This data can be found [here](https://www.kaggle.com/kumarajarshi/life-expectancy-who) on Kaggle. Please see this git [repository](https://github.com/crsimmons1/lifeexpectancy) for more information on the data cleaning that was done. 


### Import Data


In [25]:
import pandas as pd
import numpy as np

data= pd.read_csv("cleaned_data.csv")

# Split in X and y 
y = pd.DataFrame(data.TExp)
X = data.drop(columns=['TExpenditure', 'Expenditure','TExp', 'Year'])

#Train-test split 
from sklearn.model_selection import train_test_split
X_train, X_test, y_train, y_test = train_test_split(X, y, test_size = 0.2, random_state=33)

data.head(5)

Unnamed: 0,Status,Year,LifeExpectancy,AdultMortality,InfantDeaths,Alcohol,Expenditure,HepB,Measles,BMI,5deaths,Polio,TExpenditure,Diphtheria,HIV,GDP,Population,ThinJuvenile,ThinChild,IncomeComp,Schooling,TExp
0,0,2015.0,65.0,263.0,62.0,0.01,71.279624,65.0,1154.0,19.1,83.0,6.0,8.16,65.0,0.1,584.25921,33736494.0,17.2,17.3,0.479,10.1,1
1,0,2014.0,59.9,271.0,64.0,0.01,73.523582,62.0,492.0,18.6,86.0,58.0,8.18,62.0,0.1,612.696514,327582.0,17.5,17.5,0.476,10.0,1
2,0,2013.0,59.9,268.0,66.0,0.01,73.219243,64.0,430.0,18.1,89.0,62.0,8.13,64.0,0.1,631.744976,31731688.0,17.7,17.7,0.47,9.9,1
3,0,2012.0,59.5,272.0,69.0,0.01,78.184215,67.0,2787.0,17.6,93.0,67.0,8.52,67.0,0.1,669.959,3696958.0,17.9,18.0,0.463,9.8,1
4,0,2011.0,59.2,275.0,71.0,0.01,7.097109,68.0,3013.0,17.2,97.0,68.0,7.87,68.0,0.1,63.537231,2978599.0,18.2,18.2,0.454,9.5,1


In [26]:
X_test.shape

(507, 18)

In [27]:
X_train.shape

(2025, 18)

In [28]:
y_train.shape

(2025, 1)

## Simple Tree

First, build a simple tree for the sake of comparison to random forest. No parameters are tuned, and it is not expected to perform well. 

In [0]:
from sklearn.tree import DecisionTreeClassifier

In [0]:
tree = DecisionTreeClassifier(criterion='gini')

In [31]:
tree.fit(X_train, y_train)

DecisionTreeClassifier(ccp_alpha=0.0, class_weight=None, criterion='gini',
                       max_depth=None, max_features=None, max_leaf_nodes=None,
                       min_impurity_decrease=0.0, min_impurity_split=None,
                       min_samples_leaf=1, min_samples_split=2,
                       min_weight_fraction_leaf=0.0, presort='deprecated',
                       random_state=None, splitter='best')

In [0]:
from sklearn.tree import export_graphviz

In [0]:
tree_vis = export_graphviz(tree, out_file=None, 
                           filled=True, rounded=True, special_characters=True)

In [0]:
from IPython.display import SVG
from graphviz import Source
#Source(export_graphviz(tree, out_file=None, filled = True, rounded = True,feature_names=X_train.columns))

In [0]:
# Make Predictions
training_preds = tree.predict(X_train)
testing_preds = tree.predict(X_test)

In [36]:
# Accuracy
from sklearn.metrics import accuracy_score
train_accuracy = accuracy_score(y_train, training_preds)
test_accuracy = accuracy_score(y_test, testing_preds)
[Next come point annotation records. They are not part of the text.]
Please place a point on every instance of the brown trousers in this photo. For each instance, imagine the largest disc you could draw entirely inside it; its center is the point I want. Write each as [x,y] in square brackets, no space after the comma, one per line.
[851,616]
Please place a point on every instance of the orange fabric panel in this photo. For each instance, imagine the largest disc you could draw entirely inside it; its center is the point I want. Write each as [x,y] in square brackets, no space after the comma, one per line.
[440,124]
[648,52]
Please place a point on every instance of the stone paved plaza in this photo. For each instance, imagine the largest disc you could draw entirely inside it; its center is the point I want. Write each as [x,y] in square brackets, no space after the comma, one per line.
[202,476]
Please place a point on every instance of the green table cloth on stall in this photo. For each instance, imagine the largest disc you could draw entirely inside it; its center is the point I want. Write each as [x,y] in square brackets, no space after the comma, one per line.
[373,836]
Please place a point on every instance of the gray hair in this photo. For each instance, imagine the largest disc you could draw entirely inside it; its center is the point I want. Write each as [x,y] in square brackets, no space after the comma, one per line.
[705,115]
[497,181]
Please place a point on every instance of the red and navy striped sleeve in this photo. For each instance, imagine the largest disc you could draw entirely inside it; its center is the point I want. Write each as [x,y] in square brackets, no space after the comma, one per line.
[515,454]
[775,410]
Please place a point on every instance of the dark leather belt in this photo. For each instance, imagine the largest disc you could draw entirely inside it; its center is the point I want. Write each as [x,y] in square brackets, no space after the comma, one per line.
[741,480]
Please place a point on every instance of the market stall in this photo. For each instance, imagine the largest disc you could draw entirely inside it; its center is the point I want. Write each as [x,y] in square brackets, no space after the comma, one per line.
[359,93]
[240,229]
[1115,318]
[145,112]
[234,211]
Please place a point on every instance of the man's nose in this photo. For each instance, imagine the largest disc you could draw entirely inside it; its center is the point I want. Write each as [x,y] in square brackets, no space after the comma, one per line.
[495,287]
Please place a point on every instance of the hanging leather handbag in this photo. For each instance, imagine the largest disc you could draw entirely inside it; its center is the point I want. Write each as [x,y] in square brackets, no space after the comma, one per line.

print("Train accuracy: "+ str(train_accuracy))
print("Test accuracy: "+ str(test_accuracy))

Train accuracy: 1.0
Test accuracy: 0.7712031558185405


In [0]:
# Precision and Accuracy 
from sklearn.metrics import classification_report
print(classification_report(y_test, testing_preds)

## Random Forest
First, build a random forest tree for the sake of comparison to the one with tuned parameters. No parameters are set, as it acts as a benchmark for the grid search model(although it is an improvement against the simple tree). 
### Initial Random Forest Model

In [0]:
from sklearn.ensemble import RandomForestClassifier

In [0]:
rf = RandomForestClassifier(random_state=0)

In [39]:
rf.fit(X_train, y_train)

  """Entry point for launching an IPython kernel.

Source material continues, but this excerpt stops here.